# Stock photography tips



## meraudrius (Aug 11, 2018)

Hi,

I have been in stock photography for about 4 years and wanted to share some tips on how to make income from this sort of side-business.

I am a contributor of 6 stock agencies:

Shutterstock:
Sell photos, footage clips, illustrations & vectors | Shutterstock

Fotolia:
Fotolia - Sell and buy royalty-free photos, images, vectors and videos

123RF:
Stock Photos, Vectors and Royalty Free Images from 123RF

Deposit photos:
Stock Photos, Royalty Free Images, Vectors, Footage | Depositphotos

Dreamstime:
Sign up for free

But actually I have found that Shutterstock works best for me and generates stable income. There are a few difficulties that you may face during registration process:

For when Shutterstock exams you first uploaded batch of photos:

don't worry if you don't pass on the first try, it happens very often. Carefully read the information they provide about examining the photos and try again. If you don't pass, you may need to wait for a while before trying again. Also, for your first photo batch, try to upload various photos with different subjects. Many people struggle with this because of a few reasons:

*Check there are no people in the photo if you don't have model release (document that the person in photo allows you to sell photos of them).
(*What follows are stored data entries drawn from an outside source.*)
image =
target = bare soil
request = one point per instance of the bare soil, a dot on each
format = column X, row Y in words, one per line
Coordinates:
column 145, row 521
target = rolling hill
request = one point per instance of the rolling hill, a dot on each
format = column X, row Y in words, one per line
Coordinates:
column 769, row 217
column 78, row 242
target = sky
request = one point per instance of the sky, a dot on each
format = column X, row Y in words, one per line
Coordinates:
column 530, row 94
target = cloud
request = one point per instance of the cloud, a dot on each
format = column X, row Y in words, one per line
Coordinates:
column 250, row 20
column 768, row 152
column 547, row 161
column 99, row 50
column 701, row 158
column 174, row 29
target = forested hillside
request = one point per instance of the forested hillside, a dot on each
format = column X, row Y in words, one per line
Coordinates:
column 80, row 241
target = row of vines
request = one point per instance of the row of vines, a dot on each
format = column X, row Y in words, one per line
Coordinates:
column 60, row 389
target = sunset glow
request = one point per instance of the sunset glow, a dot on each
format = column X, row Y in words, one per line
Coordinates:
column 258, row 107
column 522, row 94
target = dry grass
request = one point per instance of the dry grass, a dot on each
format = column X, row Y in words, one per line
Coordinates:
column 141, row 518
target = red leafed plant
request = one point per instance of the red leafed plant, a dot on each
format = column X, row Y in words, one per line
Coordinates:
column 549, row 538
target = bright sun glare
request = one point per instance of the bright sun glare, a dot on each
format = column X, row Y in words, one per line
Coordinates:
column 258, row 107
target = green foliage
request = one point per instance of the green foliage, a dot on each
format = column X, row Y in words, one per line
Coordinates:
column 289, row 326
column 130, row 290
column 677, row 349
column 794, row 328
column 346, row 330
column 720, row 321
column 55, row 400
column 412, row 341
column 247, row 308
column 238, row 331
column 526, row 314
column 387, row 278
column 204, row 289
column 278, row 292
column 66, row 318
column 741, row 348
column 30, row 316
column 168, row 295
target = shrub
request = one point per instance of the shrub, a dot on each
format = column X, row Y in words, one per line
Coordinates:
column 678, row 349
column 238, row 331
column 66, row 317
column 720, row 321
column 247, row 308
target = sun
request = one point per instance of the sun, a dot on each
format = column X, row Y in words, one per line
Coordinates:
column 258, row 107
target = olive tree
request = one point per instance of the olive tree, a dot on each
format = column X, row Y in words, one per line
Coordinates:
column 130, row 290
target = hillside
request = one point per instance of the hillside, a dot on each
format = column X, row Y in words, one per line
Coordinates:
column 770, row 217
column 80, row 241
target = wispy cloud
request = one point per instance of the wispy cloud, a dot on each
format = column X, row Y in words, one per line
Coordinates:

*Check there is no advertising or trademarks that might be subject to copyright (even manufacturer name on a kitchen knife is subject to copyright for example, so be carefull and photoshop it out)

*Check the exposure: your photo should be not overexposed or underexposed, even if you think that it gives mood to the photo. Such photo will probably not be accepted.

*Check that there is no vissible grain or noise. Inspect the photo at 100% size. That's how Shutterstock checks them.

For me, Shutterstock is no. 1 in stock photography. I like 123RF too because they don't delete rejected photos, so you have all the keywords archived. For me, 123RF earns low but stable income, and they also usually accept more photos than other stock agencies.

Hope this helped, good luck in stock photography!


----------